Track: Lil Wayne ft Bruno Mars - Mirror
I'm staring at the girl in the mirror
Cold eyes staring right back at me,
Never in my life have I thought that I would practice smiling
But here I am, trying to move my heavy lips
They refuse to even twitch, painful.
My laugh so void of any emotion, I'm dry.
But this will do though,
They will be too occupied with something better to even notice,
I look at her one more time,
I don't see me, so I leave...
Dark under eyes, blotched eyes, they notice - great.
I've been studying all night, I excuse myself,
But was I, really? I only remember crying all night, screaming, pulling my hair,
Trying to make the voices stop
Trying to make the monsters in my room go away
Trying to shush the voices inside my head
I was on the ground, screaming loud, whilst everyone was in bed,
I didn't know how to make everything stop but they didn't need to know that...im trying
They are all happy, free and at peace - look at them,
Their worlds are full of blossoms and butterflies whilst mine is dusty, musty and dead,
As I try harder to absorb their energy my walls shake
Tears itching, burning my eyes, threatening to spill, begging to be released
But I can't.....
I can't ruin the moment so I quickly blink them away, steading my walls,
They can't see my vulnerability, simply CAN'T!

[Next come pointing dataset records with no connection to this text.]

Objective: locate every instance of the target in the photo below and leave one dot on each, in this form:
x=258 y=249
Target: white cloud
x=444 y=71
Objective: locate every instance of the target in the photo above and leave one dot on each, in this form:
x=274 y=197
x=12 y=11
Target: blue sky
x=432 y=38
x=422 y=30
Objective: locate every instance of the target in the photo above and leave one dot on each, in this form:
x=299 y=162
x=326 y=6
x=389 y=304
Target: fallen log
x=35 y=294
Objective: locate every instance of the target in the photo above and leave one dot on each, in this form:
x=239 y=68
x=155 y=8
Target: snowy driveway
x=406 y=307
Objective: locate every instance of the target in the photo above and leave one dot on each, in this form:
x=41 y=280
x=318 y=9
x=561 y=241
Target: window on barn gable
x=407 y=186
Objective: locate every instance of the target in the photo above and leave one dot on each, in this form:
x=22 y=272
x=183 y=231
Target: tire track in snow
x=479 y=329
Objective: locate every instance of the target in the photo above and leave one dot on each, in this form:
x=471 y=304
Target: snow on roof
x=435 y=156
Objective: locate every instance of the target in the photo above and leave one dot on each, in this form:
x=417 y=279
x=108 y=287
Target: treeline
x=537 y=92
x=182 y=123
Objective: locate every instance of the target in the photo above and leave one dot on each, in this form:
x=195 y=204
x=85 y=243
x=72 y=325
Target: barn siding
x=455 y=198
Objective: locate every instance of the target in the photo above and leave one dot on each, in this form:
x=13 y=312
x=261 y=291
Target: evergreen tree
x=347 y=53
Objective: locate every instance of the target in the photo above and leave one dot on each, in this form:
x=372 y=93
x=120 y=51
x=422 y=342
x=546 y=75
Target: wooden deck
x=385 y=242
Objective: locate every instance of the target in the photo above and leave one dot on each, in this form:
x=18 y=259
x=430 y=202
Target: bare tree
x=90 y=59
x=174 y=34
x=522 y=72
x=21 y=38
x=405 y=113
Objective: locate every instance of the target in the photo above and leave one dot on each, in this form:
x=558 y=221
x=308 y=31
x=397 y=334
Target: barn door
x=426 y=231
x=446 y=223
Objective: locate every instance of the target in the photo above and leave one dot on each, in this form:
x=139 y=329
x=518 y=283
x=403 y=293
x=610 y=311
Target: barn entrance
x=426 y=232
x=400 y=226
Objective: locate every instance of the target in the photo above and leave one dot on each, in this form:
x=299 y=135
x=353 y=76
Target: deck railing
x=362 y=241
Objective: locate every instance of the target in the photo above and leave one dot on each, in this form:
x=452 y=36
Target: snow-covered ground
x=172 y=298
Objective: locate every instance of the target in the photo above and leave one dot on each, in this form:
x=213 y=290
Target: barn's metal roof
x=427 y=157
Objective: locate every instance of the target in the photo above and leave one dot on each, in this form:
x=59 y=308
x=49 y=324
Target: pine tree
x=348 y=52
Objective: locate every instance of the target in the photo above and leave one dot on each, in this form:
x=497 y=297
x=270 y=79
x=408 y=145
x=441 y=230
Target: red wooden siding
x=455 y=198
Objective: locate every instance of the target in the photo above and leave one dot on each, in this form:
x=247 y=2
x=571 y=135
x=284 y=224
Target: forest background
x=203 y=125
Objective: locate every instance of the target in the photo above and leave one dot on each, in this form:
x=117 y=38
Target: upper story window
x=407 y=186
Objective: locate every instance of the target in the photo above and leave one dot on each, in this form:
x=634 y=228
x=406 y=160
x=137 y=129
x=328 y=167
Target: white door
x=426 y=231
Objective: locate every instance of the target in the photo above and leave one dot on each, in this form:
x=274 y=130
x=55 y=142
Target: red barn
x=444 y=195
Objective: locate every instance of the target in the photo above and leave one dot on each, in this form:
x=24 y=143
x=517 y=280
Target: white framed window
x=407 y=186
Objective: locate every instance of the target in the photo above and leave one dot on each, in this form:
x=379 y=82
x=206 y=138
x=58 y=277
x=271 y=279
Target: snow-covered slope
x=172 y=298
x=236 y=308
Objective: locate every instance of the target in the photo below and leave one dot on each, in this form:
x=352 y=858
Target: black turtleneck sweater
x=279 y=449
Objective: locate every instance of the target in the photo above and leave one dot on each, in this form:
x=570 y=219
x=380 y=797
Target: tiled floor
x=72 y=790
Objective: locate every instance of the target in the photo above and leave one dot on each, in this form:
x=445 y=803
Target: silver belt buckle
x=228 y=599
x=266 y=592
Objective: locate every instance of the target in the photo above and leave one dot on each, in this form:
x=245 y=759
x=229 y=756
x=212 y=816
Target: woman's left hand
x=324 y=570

I've worked so hard to build this walls around me,
It took me dawns and dusks to master this smile.
Dear God I'm trying...
Friends, where are they? You may ask,
Ah they are here somewhere or are they?
I don't even know anymore
I don't know who my friends are,
They all wearing the same fake smile as the rest, proclaiming fake love
But...just when I turn my back, they repeatedly stab me alongside the rest until I can't feel the pain no more,
They don't even call me back,
What if.... I'm someone they never want around?
When the day is over, it's just me with myself and I,
It is so quiet when I'm coming home and I'm on my own,
The silence becomes so loud it's deafening,
There's only I when the lights go down
And I've been lying, saying I like it like that
But I can't take it anymore,
I can't....take my wondering thoughts no more, they cut deeper than a razor, I'm bleeding pain.
I've been giving out signals
Favourite colour became black
Started listening to dark pop
The road to church became narrower and the road to kaAnti became wider
Eyes always painted black to hide my sorrows
I'm not gothic!
I'm sad! Get it? No... You dont
Are you really that blind
Please, anyone get me out of this darkness
I can't pull myself out
It is just too powerful for me now
Who can I blame though?
I've been feeding this, now it wants to swallow me.
But what happened to me? You may ask
Remind me to tell you about it before you go to bed today because tomorrow might be too far
I've endured this pain for far too long.